The company announced the data dump yesterday, encouraging experts to analyse the information so it could better understand how its platform was misused. Analysis of the Iranian troll activity shows a focus on discrediting Saudi Arabia.
“It is clear that information operations and co-ordinated inauthentic behaviour will not cease,” two staff members wrote on Twitter’s blog.
“These types of tactics have been around for far longer than Twitter has existed. They will adapt and change as the geopolitical terrain evolves worldwide and as technologies emerge.”
Data on trolls connected to the Russian Internet Research Agency, which is the subject of US intelligence investigations into Russian interference in the 2016 presidential elections, have also been released.
The Iranian operation consisted of 770 users and a million tweets, while Russia’s 3,841 accounts posted nine million.
“The Iranian operation was big but it was frankly clumsy,” Ben Nimmo of the Atlantic Council, who had an early look at the data, told The National.
“They weren’t very good at what they did.

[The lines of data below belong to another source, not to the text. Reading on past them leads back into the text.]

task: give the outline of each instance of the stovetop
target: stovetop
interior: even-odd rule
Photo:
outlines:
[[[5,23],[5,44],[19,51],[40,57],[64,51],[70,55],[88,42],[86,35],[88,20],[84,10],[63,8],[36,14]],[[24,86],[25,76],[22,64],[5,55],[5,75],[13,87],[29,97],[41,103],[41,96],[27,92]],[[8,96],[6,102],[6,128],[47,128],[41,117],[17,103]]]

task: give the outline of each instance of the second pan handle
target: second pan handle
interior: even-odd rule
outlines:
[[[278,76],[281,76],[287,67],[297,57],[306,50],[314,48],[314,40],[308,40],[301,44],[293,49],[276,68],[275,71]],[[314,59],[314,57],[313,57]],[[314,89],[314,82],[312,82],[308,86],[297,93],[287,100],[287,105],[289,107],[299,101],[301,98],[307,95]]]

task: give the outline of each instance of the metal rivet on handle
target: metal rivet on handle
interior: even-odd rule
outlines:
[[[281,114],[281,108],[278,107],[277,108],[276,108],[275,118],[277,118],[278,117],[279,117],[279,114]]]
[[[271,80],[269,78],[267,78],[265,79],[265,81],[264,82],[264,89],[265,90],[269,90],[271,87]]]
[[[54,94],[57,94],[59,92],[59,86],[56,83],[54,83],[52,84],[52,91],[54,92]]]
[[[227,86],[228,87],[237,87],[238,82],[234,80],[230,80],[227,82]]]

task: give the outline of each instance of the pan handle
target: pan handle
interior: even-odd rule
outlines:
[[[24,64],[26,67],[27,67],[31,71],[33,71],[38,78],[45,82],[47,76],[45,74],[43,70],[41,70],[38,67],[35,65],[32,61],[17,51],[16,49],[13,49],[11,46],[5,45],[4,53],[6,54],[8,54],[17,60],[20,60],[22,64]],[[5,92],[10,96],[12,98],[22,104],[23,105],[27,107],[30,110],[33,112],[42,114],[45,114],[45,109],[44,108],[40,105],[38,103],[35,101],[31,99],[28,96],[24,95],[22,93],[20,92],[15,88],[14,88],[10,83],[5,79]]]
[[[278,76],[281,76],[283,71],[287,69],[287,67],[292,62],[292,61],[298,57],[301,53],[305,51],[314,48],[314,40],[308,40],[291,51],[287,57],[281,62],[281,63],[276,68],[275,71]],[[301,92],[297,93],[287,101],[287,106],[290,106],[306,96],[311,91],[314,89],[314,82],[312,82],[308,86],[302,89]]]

The big difference between the Iranian operation and the Russian one was that while the Russian operation was using Twitter and other social media to engage people, the Iranian operation was using social media to message people.”
About a third of the Iranian tweets released contained links to awdnews.com, part of a cluster of sites exposed by FireEye in August to be part of Iranian propaganda, Mr Nimmo said.
But the Iranian operation was pushing pro-regime narratives without engaging people.
“If you compare that with some of the best performing Russia troll accounts, they had real personalities,” Mr Nimmo said. “They were engaging with people, they were funny, they were sarcastic, they were edgy, they appeared to be real people.
“The Iranian attempt didn’t have personality, they just had content.”
Iranian trolls posted about Saudi Arabia more than any other geopolitical phrase, mentioning “Saudi” nearly 90,000 times, accusing the Saudis of war crimes, his analysis revealed.
“It was very much ‘Saudis are bad and are doing bad things’. It wasn’t a very sophisticated message,” Mr Nimmo said. “It looks like the Iranian troll operation was probably watching the Russian operation and looked at what works.”
Other popular phrases in Iran’s campaign were “Trump”, “Palestine”, “Israel”, “Syria”, “Quds” [Jerusalem], “Turkey”, “Assad” and “Netanyahu”.
Many of the Iranian trolls posed as news sites or journalists. One account with 1,450 followers, MariaLuis91, which claimed to be a French journalist, posted the same article to hundreds of different people each day throughout 2014.